There are a variety of reasons you may need to hire a structural engineer; the most common is if you are starting a remodel project and need an expert to tell you (or your contractor) whether your planned removal or addition of walls and structural features is safe and meets local building code requirements. Homebuyers or sellers may call in a structural engineer to look at plans or conduct a physical inspection to verify structural soundness and rule out potential problems. A home inspection may include looking at structural areas of a home, including the foundation, roof, ceilings and walls, porches or other structures attached to the main building, and anything else that might raise concerns about the building's structural soundness. You will likely want to hire a structural engineer to offer guidance, draw up plans, complete an inspection or even offer project management services if:
You’re building an addition
You’re significantly changing the layout of the home
You can see structural damage to the building
You need independent project management from someone who is not completing the work
- You are buying or selling a home in which any of the above has taken place
Structural engineers may work independently or may be on staff at a civil engineering or architecture firm. In some cases, your general contractor can refer you to a structural engineer or will be able to call someone they regularly work with who can inspect the structure, make recommendations, and even draw up plans for necessary alterations or reinforcement. Some structural engineers charge a flat rate for certain types of consultation, such as inspections,while others will charge an initial fee to make a site visit, then charge by the hour after that. Hourly rates for a structural engineer range from $100 to $150.

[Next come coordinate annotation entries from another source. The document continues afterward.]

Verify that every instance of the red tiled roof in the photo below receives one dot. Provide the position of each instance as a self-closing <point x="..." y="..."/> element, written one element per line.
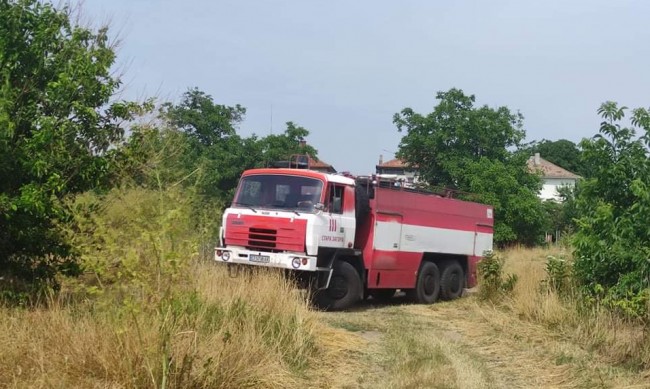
<point x="394" y="163"/>
<point x="318" y="164"/>
<point x="549" y="170"/>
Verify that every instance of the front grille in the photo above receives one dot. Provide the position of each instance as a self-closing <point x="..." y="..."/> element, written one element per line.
<point x="262" y="238"/>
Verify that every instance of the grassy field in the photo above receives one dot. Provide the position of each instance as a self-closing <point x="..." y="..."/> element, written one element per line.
<point x="219" y="332"/>
<point x="208" y="329"/>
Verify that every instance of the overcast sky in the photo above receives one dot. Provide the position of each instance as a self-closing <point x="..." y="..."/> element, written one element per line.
<point x="343" y="68"/>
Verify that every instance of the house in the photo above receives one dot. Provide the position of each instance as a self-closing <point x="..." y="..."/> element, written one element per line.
<point x="399" y="168"/>
<point x="553" y="177"/>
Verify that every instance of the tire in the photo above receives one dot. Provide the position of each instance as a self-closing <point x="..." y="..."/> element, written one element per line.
<point x="427" y="287"/>
<point x="452" y="281"/>
<point x="382" y="295"/>
<point x="344" y="289"/>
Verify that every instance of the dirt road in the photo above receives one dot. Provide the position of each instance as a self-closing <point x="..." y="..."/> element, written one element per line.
<point x="466" y="344"/>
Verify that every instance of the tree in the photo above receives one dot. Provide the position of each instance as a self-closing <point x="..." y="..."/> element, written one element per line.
<point x="202" y="119"/>
<point x="456" y="133"/>
<point x="56" y="126"/>
<point x="475" y="150"/>
<point x="612" y="243"/>
<point x="563" y="153"/>
<point x="216" y="153"/>
<point x="281" y="147"/>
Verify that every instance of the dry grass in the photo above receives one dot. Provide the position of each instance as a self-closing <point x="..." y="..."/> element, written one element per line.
<point x="148" y="314"/>
<point x="252" y="331"/>
<point x="616" y="340"/>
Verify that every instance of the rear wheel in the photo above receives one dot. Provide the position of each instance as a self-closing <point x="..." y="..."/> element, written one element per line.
<point x="452" y="281"/>
<point x="344" y="289"/>
<point x="427" y="287"/>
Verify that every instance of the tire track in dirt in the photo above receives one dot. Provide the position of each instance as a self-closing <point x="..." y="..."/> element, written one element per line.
<point x="484" y="347"/>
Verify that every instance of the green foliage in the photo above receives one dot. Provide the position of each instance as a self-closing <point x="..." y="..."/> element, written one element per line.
<point x="203" y="120"/>
<point x="213" y="149"/>
<point x="133" y="239"/>
<point x="56" y="127"/>
<point x="493" y="283"/>
<point x="468" y="148"/>
<point x="559" y="275"/>
<point x="612" y="242"/>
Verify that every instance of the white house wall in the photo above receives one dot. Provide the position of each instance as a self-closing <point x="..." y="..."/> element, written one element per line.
<point x="551" y="185"/>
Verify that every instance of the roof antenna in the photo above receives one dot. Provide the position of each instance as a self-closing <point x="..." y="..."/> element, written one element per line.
<point x="271" y="124"/>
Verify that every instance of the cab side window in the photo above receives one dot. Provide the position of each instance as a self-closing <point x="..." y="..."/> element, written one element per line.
<point x="335" y="198"/>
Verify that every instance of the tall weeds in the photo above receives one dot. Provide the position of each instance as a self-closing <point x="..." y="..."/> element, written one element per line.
<point x="149" y="313"/>
<point x="545" y="293"/>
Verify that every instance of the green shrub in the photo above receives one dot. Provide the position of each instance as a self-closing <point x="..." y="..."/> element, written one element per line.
<point x="493" y="283"/>
<point x="559" y="275"/>
<point x="612" y="240"/>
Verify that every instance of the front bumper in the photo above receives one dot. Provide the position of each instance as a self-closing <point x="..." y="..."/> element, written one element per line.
<point x="291" y="261"/>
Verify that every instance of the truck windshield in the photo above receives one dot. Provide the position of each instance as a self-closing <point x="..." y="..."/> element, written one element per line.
<point x="275" y="191"/>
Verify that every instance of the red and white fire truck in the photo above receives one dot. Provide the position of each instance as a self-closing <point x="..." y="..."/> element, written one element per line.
<point x="350" y="238"/>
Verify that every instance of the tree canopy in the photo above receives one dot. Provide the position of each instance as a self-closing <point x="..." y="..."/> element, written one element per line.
<point x="56" y="126"/>
<point x="612" y="244"/>
<point x="474" y="150"/>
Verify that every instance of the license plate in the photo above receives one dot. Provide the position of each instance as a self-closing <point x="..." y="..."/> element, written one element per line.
<point x="259" y="258"/>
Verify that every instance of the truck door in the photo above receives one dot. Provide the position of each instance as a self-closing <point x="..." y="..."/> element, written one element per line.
<point x="387" y="240"/>
<point x="339" y="231"/>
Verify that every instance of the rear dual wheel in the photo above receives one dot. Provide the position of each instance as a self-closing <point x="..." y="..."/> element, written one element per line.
<point x="427" y="287"/>
<point x="452" y="281"/>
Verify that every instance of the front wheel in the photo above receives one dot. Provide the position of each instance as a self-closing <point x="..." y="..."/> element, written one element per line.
<point x="427" y="287"/>
<point x="344" y="289"/>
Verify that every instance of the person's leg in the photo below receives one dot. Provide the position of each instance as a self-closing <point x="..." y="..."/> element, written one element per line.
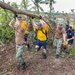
<point x="59" y="44"/>
<point x="19" y="58"/>
<point x="37" y="45"/>
<point x="26" y="40"/>
<point x="43" y="45"/>
<point x="55" y="43"/>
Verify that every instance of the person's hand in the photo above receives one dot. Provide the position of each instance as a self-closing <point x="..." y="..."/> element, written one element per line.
<point x="64" y="43"/>
<point x="40" y="17"/>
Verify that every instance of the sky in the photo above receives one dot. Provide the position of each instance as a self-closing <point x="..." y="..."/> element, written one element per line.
<point x="60" y="5"/>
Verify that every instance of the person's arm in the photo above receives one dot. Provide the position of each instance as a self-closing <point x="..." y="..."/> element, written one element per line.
<point x="10" y="24"/>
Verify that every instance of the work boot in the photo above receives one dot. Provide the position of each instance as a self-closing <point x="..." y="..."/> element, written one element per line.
<point x="23" y="66"/>
<point x="44" y="55"/>
<point x="57" y="56"/>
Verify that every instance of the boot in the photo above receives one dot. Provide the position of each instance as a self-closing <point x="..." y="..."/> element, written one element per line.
<point x="44" y="55"/>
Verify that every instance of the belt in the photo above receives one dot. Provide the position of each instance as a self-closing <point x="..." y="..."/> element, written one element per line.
<point x="20" y="44"/>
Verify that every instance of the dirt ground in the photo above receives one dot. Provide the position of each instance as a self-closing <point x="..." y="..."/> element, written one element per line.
<point x="35" y="64"/>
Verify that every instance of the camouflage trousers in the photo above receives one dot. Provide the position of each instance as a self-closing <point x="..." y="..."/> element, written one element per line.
<point x="19" y="51"/>
<point x="57" y="43"/>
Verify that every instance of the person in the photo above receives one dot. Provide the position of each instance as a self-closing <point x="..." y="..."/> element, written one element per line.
<point x="41" y="34"/>
<point x="70" y="36"/>
<point x="19" y="40"/>
<point x="59" y="39"/>
<point x="67" y="26"/>
<point x="24" y="25"/>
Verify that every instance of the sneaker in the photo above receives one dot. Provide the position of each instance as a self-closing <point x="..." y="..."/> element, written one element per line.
<point x="44" y="55"/>
<point x="57" y="56"/>
<point x="23" y="66"/>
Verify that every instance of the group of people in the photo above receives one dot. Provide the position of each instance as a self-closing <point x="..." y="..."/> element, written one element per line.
<point x="41" y="29"/>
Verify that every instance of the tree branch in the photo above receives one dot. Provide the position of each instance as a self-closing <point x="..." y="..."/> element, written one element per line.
<point x="18" y="11"/>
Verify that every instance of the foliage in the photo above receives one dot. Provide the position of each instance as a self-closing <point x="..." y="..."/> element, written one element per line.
<point x="6" y="33"/>
<point x="72" y="51"/>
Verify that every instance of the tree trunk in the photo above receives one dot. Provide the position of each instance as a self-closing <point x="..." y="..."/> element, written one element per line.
<point x="18" y="11"/>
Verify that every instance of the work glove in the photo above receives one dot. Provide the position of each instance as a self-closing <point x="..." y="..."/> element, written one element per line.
<point x="40" y="17"/>
<point x="33" y="17"/>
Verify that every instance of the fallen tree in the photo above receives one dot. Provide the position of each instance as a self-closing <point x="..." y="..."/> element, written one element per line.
<point x="18" y="11"/>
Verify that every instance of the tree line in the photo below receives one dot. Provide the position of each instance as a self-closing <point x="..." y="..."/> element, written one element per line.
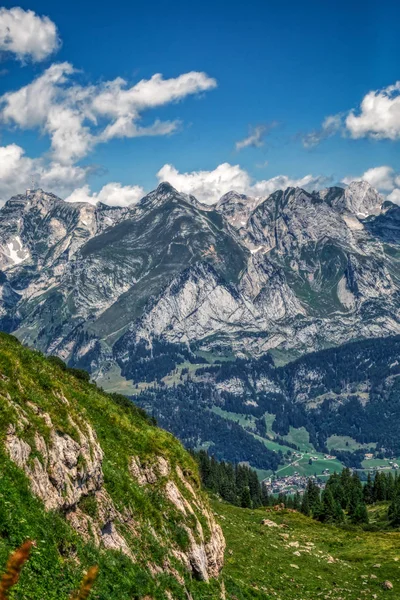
<point x="343" y="499"/>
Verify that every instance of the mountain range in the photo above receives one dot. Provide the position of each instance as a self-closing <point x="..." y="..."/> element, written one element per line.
<point x="291" y="273"/>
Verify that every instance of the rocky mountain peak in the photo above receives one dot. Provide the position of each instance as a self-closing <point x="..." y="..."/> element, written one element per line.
<point x="236" y="207"/>
<point x="361" y="199"/>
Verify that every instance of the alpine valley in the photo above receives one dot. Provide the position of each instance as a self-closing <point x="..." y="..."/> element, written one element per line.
<point x="240" y="326"/>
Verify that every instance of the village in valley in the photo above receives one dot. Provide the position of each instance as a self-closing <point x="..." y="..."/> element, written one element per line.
<point x="296" y="481"/>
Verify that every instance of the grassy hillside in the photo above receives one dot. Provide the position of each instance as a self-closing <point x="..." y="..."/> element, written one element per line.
<point x="40" y="400"/>
<point x="304" y="559"/>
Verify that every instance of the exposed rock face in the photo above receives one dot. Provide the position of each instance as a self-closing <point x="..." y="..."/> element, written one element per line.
<point x="64" y="472"/>
<point x="205" y="555"/>
<point x="67" y="470"/>
<point x="295" y="270"/>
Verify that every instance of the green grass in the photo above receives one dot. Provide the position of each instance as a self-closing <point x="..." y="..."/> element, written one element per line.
<point x="259" y="559"/>
<point x="246" y="421"/>
<point x="346" y="443"/>
<point x="28" y="383"/>
<point x="300" y="437"/>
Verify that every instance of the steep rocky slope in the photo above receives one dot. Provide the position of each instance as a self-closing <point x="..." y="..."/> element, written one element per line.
<point x="117" y="489"/>
<point x="295" y="272"/>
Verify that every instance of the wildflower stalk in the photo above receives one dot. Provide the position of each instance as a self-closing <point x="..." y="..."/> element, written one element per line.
<point x="86" y="584"/>
<point x="13" y="568"/>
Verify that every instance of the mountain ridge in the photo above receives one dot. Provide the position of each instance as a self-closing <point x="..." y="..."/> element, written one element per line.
<point x="307" y="270"/>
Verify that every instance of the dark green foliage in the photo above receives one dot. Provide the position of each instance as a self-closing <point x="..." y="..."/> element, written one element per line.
<point x="79" y="374"/>
<point x="183" y="411"/>
<point x="394" y="510"/>
<point x="237" y="485"/>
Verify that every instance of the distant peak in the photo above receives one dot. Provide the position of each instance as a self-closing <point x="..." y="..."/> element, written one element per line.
<point x="166" y="188"/>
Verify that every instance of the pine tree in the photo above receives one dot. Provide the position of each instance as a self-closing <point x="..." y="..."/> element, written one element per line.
<point x="394" y="511"/>
<point x="327" y="512"/>
<point x="360" y="514"/>
<point x="368" y="491"/>
<point x="305" y="505"/>
<point x="245" y="500"/>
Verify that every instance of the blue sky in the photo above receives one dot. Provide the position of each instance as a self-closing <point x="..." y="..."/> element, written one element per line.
<point x="267" y="72"/>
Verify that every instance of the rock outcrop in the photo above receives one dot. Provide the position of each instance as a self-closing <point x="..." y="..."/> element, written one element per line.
<point x="205" y="557"/>
<point x="294" y="270"/>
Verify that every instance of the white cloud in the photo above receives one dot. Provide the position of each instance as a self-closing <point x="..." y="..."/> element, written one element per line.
<point x="18" y="170"/>
<point x="395" y="196"/>
<point x="330" y="126"/>
<point x="209" y="186"/>
<point x="27" y="35"/>
<point x="379" y="115"/>
<point x="113" y="194"/>
<point x="383" y="178"/>
<point x="77" y="117"/>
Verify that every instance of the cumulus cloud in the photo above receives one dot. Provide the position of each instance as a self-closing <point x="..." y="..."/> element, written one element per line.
<point x="379" y="115"/>
<point x="77" y="117"/>
<point x="209" y="186"/>
<point x="17" y="171"/>
<point x="113" y="194"/>
<point x="26" y="35"/>
<point x="384" y="178"/>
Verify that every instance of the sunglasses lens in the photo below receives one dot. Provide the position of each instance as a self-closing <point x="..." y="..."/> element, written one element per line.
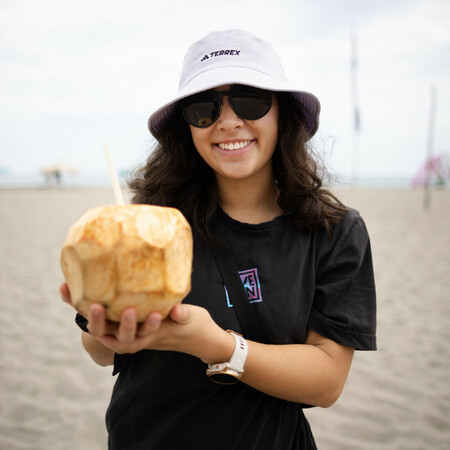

Dave Johnson, owner of Full Moon Engineering in Westminster, Colorado, charges $200 to visit a client’s site and inspect the building for structural soundness. If the client needs more than an hour or so of his time, he charges $125 per hour after that.
If you are remodeling a part of your home and need an engineer to draft plans indicating the type and number of beams, columns or other structural supports that must be installed, for example, you should budget $350-$600. Johnson of Full Moon Engineering says he recently visited a client’s home to inspect a wall they were planning to remove and drew up plans for the client’s contractor indicating how to reinforce the structure after removing about 10 feet of load-bearing wall. After the $200 site visit fee, Johnson says the plans cost an additional $400.
If your home has an attached structure that is in disrepair, such as a porch, deck, staircase or other structure that is 4 or more feet off the ground, it may be a good idea to have a structural engineer take a look before having a contractor or builder reinforce or rebuild the structure. If it’s simple, you may not need the engineer to draw up plans, but paying $150-$200 for an inspection can prevent worries about safety later on. If you need to obtain a building permit for the project, you may be required to have a structural engineer sign off on the work and/or inspect the project.